Resources Chairman praises federal ruling against roadless rule

A key congressman has praised a May 10 decision by an Idaho judge to issue a temporary injunction against a Clinton administration rule that effectively would block about one-third of the nation's forests from oil drilling and other development. The administration has not yet commented on the ruling.


By the OGJ Online Staff

WASHINGTON, DC, May 11 -- A key congressman has praised a May 10 decision by an Idaho judge to issue a temporary injunction against a Clinton administration rule that effectively would block about one-third of the nation's forests from oil drilling and other development.

U.S. District Judge Edward J. Lodge in Boise, Idaho, made the decision after Bush Administration attorneys filed documents May 4 stating that the roadless rule could cause "irreparable harm."

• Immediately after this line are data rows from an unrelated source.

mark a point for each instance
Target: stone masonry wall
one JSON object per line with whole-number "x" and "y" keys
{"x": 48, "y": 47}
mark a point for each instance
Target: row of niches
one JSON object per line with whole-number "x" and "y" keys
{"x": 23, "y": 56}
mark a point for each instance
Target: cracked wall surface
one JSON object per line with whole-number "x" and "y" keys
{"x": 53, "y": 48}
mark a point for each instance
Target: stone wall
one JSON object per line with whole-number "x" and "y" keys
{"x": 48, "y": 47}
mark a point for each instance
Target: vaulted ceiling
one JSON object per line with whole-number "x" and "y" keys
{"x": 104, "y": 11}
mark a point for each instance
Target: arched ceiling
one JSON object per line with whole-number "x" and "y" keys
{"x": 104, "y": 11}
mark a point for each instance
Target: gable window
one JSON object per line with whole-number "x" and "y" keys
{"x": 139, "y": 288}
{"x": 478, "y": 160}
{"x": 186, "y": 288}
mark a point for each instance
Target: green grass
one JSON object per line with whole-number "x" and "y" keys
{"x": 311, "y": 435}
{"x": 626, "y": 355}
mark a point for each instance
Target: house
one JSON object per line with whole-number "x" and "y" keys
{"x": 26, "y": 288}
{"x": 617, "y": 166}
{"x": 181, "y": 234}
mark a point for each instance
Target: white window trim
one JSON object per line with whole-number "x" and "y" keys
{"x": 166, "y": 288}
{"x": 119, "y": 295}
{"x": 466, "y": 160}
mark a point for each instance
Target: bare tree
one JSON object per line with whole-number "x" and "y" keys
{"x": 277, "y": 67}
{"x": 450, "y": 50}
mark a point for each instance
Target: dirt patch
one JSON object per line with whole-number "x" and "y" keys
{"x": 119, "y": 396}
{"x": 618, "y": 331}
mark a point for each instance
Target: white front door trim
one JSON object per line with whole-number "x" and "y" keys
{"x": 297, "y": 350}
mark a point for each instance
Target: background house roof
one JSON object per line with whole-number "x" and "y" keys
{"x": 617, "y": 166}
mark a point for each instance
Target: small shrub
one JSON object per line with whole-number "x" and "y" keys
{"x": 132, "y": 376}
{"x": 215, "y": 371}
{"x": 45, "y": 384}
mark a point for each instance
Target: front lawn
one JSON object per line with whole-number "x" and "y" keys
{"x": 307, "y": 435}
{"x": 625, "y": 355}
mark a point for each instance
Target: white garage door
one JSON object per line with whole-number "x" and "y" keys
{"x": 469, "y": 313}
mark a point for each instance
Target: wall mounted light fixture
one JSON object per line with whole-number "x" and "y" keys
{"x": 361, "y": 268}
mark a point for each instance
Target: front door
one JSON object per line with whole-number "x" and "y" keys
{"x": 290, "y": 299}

The court pleadings came the same day that Agriculture Sec. Ann Veneman said the Forest Service would implement the rule on May 12.

However, there were strings attached with the endorsement. Veneman said states would have expanded authority to ignore the ban on a case-by-case basis although details on how local authorities could proceed were not expected from the administration until June.

Meanwhile, a key House Republican who opposed the ban was supportive of the latest legal twists in the case.

"Judge Lodge hit the nail squarely on the head today when he issued a preliminary injunction halting the implementation of this roadless rule," said House Committee on Resources Chairman James Hansen (R-Utah). "Judge Lodge's ruling lets us get in there and pull out diseased and dead wood [from forests]. It lets us save lives and try to head off pending disaster."

Hansen also has previously cited a Department of Energy-funded report from last year that warns an estimated (mean) 11.3 tcf of natural gas and 550 million bbl of oil could potentially underlie inventoried roadless areas. The vast majority of those resources are in the Rocky Mountains, where the rule would shut-in an estimated 9.4 tcf.

A total of six lawsuits have been filed by states, tribes, and various interested parties challenging the rule. With this latest ruling, more legal action is expected. Environmental groups say they will appeal the case to the Ninth Circuit US Court of Appeals in San Francisco. It is uncertain if the administration will seek its own appeal although industry groups are pressing the White House to let the ruling stand.